In scope of redundancy tests
PE3 is powered off : there is no service interruption
PE3 is powered off + PE1 is powered off : there is no service interruption
PE3 is powered on while PE 1 is powered off : there is no service interruption
PE3 is poweredon + PE 1 is powered on: there is no service interruption
After a few minutes of PE1 powered on immediately PE4 is powered off: there is a service interruption for approximately 1.5 minutes. All of the servers are rebooted in order to select masters because heartbeat over vxlan and l3 connection between witness server and server farms are down.

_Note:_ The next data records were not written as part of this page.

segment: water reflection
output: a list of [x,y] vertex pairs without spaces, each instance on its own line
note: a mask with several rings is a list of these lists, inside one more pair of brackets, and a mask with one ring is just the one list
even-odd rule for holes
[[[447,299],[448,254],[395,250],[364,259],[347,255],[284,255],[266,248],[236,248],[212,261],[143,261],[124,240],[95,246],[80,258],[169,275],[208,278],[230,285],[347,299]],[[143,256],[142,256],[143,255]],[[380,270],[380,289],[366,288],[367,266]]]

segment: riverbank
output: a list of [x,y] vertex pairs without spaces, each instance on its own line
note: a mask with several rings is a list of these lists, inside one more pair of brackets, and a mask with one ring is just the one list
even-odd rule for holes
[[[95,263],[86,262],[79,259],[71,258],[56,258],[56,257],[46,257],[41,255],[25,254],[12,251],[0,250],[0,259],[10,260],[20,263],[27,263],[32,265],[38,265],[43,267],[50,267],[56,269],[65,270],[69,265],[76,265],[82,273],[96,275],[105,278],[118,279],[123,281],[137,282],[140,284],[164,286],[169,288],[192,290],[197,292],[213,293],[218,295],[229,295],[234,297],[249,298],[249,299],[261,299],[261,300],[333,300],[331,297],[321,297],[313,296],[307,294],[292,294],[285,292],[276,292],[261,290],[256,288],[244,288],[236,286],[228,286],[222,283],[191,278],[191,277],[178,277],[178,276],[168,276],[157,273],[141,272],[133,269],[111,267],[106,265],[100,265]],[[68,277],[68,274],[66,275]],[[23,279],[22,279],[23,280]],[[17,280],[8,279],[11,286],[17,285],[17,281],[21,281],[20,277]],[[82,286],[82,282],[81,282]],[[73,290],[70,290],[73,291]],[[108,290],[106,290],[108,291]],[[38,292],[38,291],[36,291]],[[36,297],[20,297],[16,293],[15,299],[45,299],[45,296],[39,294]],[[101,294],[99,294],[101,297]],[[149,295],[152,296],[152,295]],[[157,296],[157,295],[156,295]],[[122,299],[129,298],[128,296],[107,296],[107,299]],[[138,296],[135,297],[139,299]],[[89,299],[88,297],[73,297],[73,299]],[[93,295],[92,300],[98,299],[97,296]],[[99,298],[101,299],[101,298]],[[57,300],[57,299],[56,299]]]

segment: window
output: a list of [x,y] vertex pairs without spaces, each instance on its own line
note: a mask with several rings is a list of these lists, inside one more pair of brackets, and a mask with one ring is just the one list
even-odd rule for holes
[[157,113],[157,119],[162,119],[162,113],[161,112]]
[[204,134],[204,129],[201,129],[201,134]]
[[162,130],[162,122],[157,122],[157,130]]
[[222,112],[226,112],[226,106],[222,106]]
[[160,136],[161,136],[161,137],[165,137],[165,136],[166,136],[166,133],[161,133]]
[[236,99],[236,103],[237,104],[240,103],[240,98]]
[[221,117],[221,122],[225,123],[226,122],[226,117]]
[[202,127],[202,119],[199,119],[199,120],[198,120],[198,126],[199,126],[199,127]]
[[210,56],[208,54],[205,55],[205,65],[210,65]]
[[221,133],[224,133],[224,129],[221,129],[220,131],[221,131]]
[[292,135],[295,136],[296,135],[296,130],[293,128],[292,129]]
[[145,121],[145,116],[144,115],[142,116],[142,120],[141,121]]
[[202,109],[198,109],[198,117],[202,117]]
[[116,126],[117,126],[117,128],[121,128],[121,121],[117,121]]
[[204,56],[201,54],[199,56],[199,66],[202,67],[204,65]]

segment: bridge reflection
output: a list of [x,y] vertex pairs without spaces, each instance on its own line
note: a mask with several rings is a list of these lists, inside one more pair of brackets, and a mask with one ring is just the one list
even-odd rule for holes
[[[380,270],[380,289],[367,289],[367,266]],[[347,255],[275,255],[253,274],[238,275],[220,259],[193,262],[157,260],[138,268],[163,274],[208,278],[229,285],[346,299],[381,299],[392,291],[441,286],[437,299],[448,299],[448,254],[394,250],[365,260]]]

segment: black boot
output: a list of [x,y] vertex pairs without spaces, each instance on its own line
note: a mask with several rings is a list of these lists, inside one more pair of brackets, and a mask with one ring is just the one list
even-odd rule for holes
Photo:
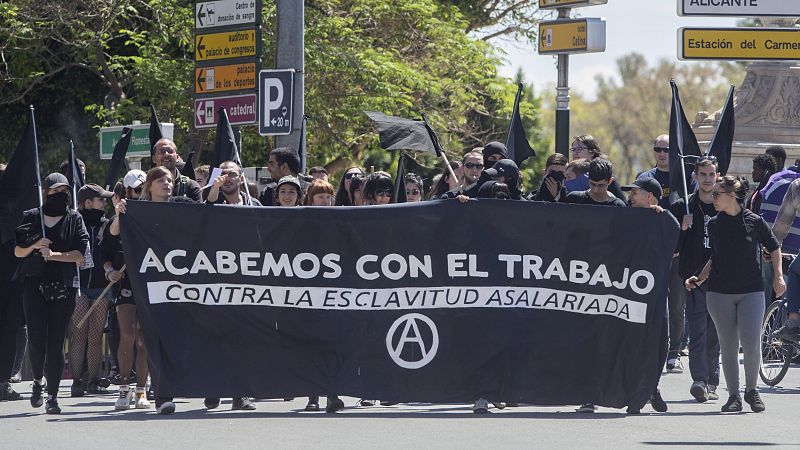
[[740,412],[742,410],[742,398],[738,395],[731,395],[728,401],[722,405],[722,412]]
[[61,407],[58,406],[58,399],[52,396],[47,399],[47,406],[44,407],[44,412],[47,414],[61,414]]
[[8,381],[0,382],[0,401],[14,401],[21,399],[22,396],[19,395],[19,392],[15,391],[14,388],[11,387],[11,383]]
[[328,396],[328,404],[325,405],[325,412],[326,413],[335,413],[336,411],[341,411],[344,409],[344,402],[342,399],[335,395]]
[[306,411],[308,412],[317,412],[319,411],[319,397],[313,396],[308,397],[308,403],[306,403]]
[[44,399],[42,399],[42,389],[43,386],[38,382],[33,382],[33,392],[31,392],[31,406],[34,408],[41,408],[42,404],[44,403]]

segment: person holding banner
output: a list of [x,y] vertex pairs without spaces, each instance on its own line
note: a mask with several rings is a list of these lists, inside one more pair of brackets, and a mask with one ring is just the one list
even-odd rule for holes
[[23,309],[28,325],[28,353],[33,369],[31,406],[42,406],[47,379],[47,414],[60,414],[58,388],[64,371],[64,340],[75,309],[78,266],[89,246],[83,218],[69,209],[67,177],[51,173],[42,186],[41,209],[25,211],[17,228],[16,277],[23,280]]
[[[97,378],[100,359],[103,356],[103,328],[108,313],[108,299],[99,298],[108,283],[103,271],[100,241],[108,226],[108,219],[105,218],[106,199],[113,195],[113,192],[106,191],[96,184],[87,184],[78,190],[78,211],[89,233],[89,251],[94,264],[90,269],[81,270],[81,295],[75,302],[70,325],[72,339],[69,347],[69,367],[72,372],[72,397],[82,397],[84,391],[89,394],[108,394],[105,389],[109,385],[108,379]],[[92,309],[85,326],[79,327],[78,323],[86,316],[94,302],[99,302],[99,305]],[[85,383],[81,380],[84,355],[88,368]]]
[[288,175],[278,180],[278,206],[299,206],[303,196],[300,195],[300,180]]
[[304,206],[333,206],[333,186],[324,180],[314,179],[306,189]]
[[[342,179],[339,180],[339,189],[336,191],[336,206],[356,206],[351,201],[350,183],[353,177],[360,177],[363,175],[364,171],[361,170],[360,167],[348,167],[347,170],[344,171]],[[303,197],[302,194],[300,197]]]
[[364,183],[365,205],[388,205],[392,202],[394,182],[386,172],[375,172]]
[[366,178],[363,175],[356,175],[350,180],[349,191],[347,195],[350,198],[350,206],[364,205],[364,183]]
[[422,197],[425,195],[425,186],[422,182],[422,178],[415,173],[406,174],[405,189],[406,201],[408,203],[422,201]]
[[764,317],[764,284],[758,258],[759,245],[769,251],[775,271],[776,295],[783,295],[781,249],[775,235],[759,215],[742,207],[747,186],[726,175],[717,179],[712,197],[716,217],[708,221],[711,259],[685,286],[693,290],[708,280],[707,306],[717,326],[722,370],[728,386],[728,401],[722,412],[739,412],[739,348],[744,351],[744,400],[753,412],[764,411],[756,390],[761,364],[761,321]]
[[562,201],[582,205],[626,206],[623,200],[608,192],[615,182],[611,161],[604,158],[593,159],[589,163],[589,189],[570,192]]
[[[570,148],[570,151],[572,152],[573,161],[577,159],[588,159],[589,161],[594,161],[596,159],[608,159],[608,157],[600,150],[600,144],[597,142],[597,139],[589,134],[576,136],[572,141],[572,147]],[[617,180],[611,181],[608,186],[608,192],[610,192],[614,197],[622,200],[623,203],[625,202],[625,194],[622,193],[622,189],[619,187]]]
[[[300,181],[300,192],[305,194],[308,183],[299,177],[300,156],[289,147],[279,147],[269,152],[269,163],[267,165],[273,180],[291,175]],[[270,183],[261,191],[258,201],[264,206],[275,206],[278,204],[278,192],[275,184]]]
[[191,178],[181,175],[178,169],[178,147],[172,140],[159,139],[153,146],[153,164],[162,166],[172,175],[172,193],[175,197],[187,197],[199,202],[202,198],[200,185]]
[[[242,168],[233,161],[225,161],[219,165],[222,175],[213,180],[211,188],[208,190],[206,203],[219,205],[247,205],[261,206],[261,203],[242,192],[242,188],[247,189],[242,176]],[[222,195],[220,195],[222,191]]]

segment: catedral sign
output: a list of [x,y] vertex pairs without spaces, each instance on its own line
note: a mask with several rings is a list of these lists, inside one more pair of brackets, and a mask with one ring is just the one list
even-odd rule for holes
[[594,53],[606,49],[606,21],[587,18],[539,24],[539,54]]
[[678,0],[680,16],[800,16],[798,0]]
[[791,28],[680,28],[678,58],[800,60],[800,30]]

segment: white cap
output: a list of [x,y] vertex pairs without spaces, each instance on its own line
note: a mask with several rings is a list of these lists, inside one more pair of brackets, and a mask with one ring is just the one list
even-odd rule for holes
[[125,178],[122,179],[122,185],[125,186],[126,188],[136,189],[137,187],[144,184],[144,180],[146,179],[147,179],[146,173],[138,169],[133,169],[125,174]]

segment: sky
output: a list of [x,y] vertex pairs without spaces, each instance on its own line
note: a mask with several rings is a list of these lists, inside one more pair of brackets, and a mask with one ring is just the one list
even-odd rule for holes
[[[800,1],[800,0],[798,0]],[[650,64],[661,58],[677,61],[678,28],[733,27],[736,19],[716,17],[679,17],[677,0],[608,0],[607,5],[572,10],[572,17],[600,17],[606,20],[606,51],[571,55],[569,59],[571,92],[580,92],[588,99],[595,96],[596,75],[616,72],[617,58],[638,52]],[[506,53],[500,74],[513,77],[522,68],[527,82],[541,89],[557,82],[556,57],[536,53],[534,44],[495,42]],[[681,62],[680,64],[695,64]],[[555,90],[552,91],[555,96]]]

Vxlan tunnel is down and L3 gateways are not reachable during this period.
Handling Process: Traffic is recovered after 1.5 minutes later without any configurations.
Root Cause: According to ISIS configurations on PE devices
set-overload on-startup is configured with default settings that is 10 minutes
"If an IS-IS device needs to be temporarily isolated, configure the IS-IS device to enter the overload state to prevent other devices from forwarding traffic to this IS-IS device and prevent blackhole routes."
When PE4 is powered off before 10 minutes of PE1 startup which is approximately 8.5 minutes, all traffic from PE3&PE4 cannot be routed via PE1.

aa bb xxxx 12:38:11+03:00 PE1 %ISIS/3/isisDatabaseOverload(t):CID=0x8086055c-OID=1.3.6.1.3.37.2.0.1;The overload state of IS-IS LSDB changed. (isisSysInstance=1, isisSysLevelIndex=2, isisSysLevelOverloadState=2)
aa bb xxxx 12:48:00+03:00 PE1 %ISIS/3/isisDatabaseOverload(t):CID=0x8086055c-OID=1.3.6.1.3.37.2.0.1;The overload state of IS-IS LSDB changed. (isisSysInstance=1, isisSysLevelIndex=2, isisSysLevelOverloadState=1)

Solution: Before redundancy tests prepare a SOP document properly in order to estimate all possible scenarios.
An alternate scenario for this topology can be suggested to customer. Refer to suggestions
Suggestions and Summary:
Do not use a distributed server architecture. Since all clients are located on site 1 keep all active servers on site1.
Do not use only one gateway on site 1.
Use bgp evpn distributed vxlan scenario instead of static vxlan scenario to configure same ip address on site1 and site2. This will allow witness server to reach at least one of the server farms and prevent reboot of all servers. This allows all clients and server farm1 can communicate via PE3&PE4 even PE1&PE2 are not reachable.